# Sommerfeld's Tongue and Groove?



## ShaneB (Sep 4, 2005)

Has anyone tried Mark Sommerfeld's new tongue and groove bit set that he uses in his cabinet making? If so, what were your thoughts. I looks really slick on his video when he uses it in combination with a pocket hole jig. I really like the fact that the tongue is offset to allow for either a flush fitting joint or one that can be used for scribing along a wall. Any feedback would be great before I go out an order a set. Thanks.


----------



## bobj3 (Jan 17, 2006)

Shane
I have not used his bit set but I did make my own with two sets of T & G sets.
That's to say 3 cutters on one arbor.
And it works the same way Marc's works but I set it to cut 1/4" deep. (the default is 7/16" deep) on most of the T & G sets.
see below
http://www.routerforums.com/showthread.php?t=2725
http://www.routerforums.com/attachment.php?attachmentid=2233
http://www.routerforums.com/attachment.php?attachmentid=2236
I also use the T & G set to make may door frames.
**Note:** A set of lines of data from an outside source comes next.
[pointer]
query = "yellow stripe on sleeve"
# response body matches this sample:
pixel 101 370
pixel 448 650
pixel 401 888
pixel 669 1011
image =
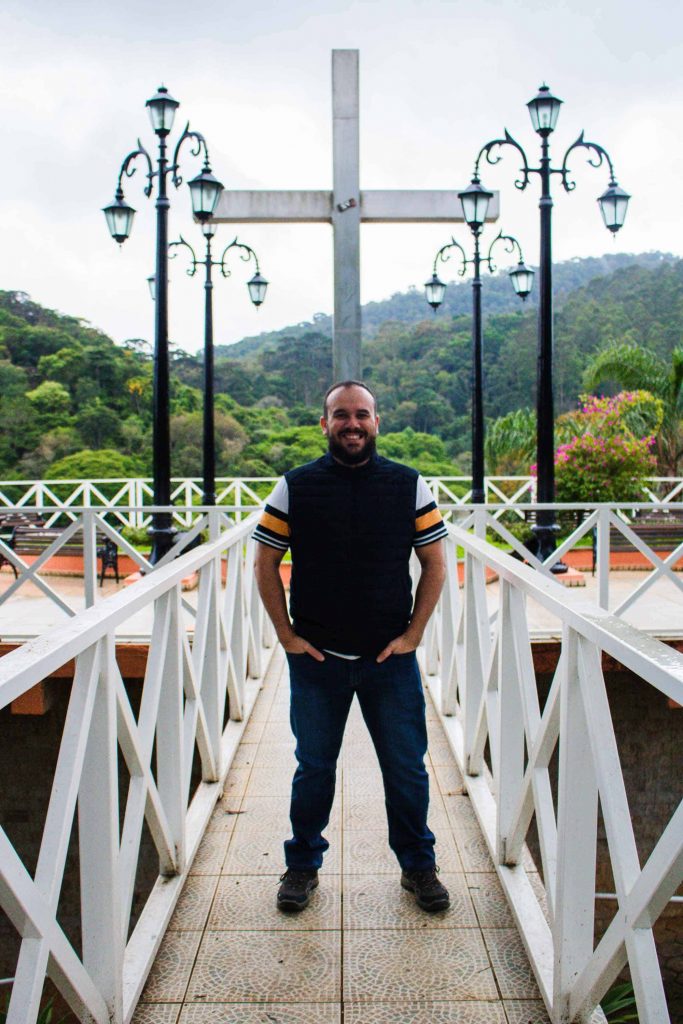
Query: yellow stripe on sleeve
pixel 274 524
pixel 428 519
And you are right about his video it's great with may new ways to make cabinets quick and easy and how to use the router table.
I have all his videos and I was just about to view the Router Table one when I saw your post.

Have a good one.

Bj


----------



## ShaneB (Sep 4, 2005)

Thanks for the info. I'll look into making my own. I had thought about trying to do that, but then hesitated. I really like the "matched set" idea. I plan to start using the rubber gromet concept and bottom out my bits. I thought that if I made my own, I would contantly be having to set and re-set the heights. I guess set-up blocks would help in that case though now that I think of it.

Have you made any cabinets using his system? If so, was it as easy as he makes it look?
Thanks again.


----------



## bobj3 (Jan 17, 2006)

Shane
Yes, many and yes it's that easy with the pocket hole jig and the T & G set.
I did talk with Marc Sommerfeld today and he is going to drop the CMT line of router bits and he has a new ones coming out with his name on the them, he said they will be a bit lower in price and just as good as CMT maybe a better.

Just a Note****Once you make one his way you will always use his systems it's that good,,,,,most cabinets are just a big box and once you get that down your in and you can turn out cabinets all day long that just get better as you go.



Bj


----------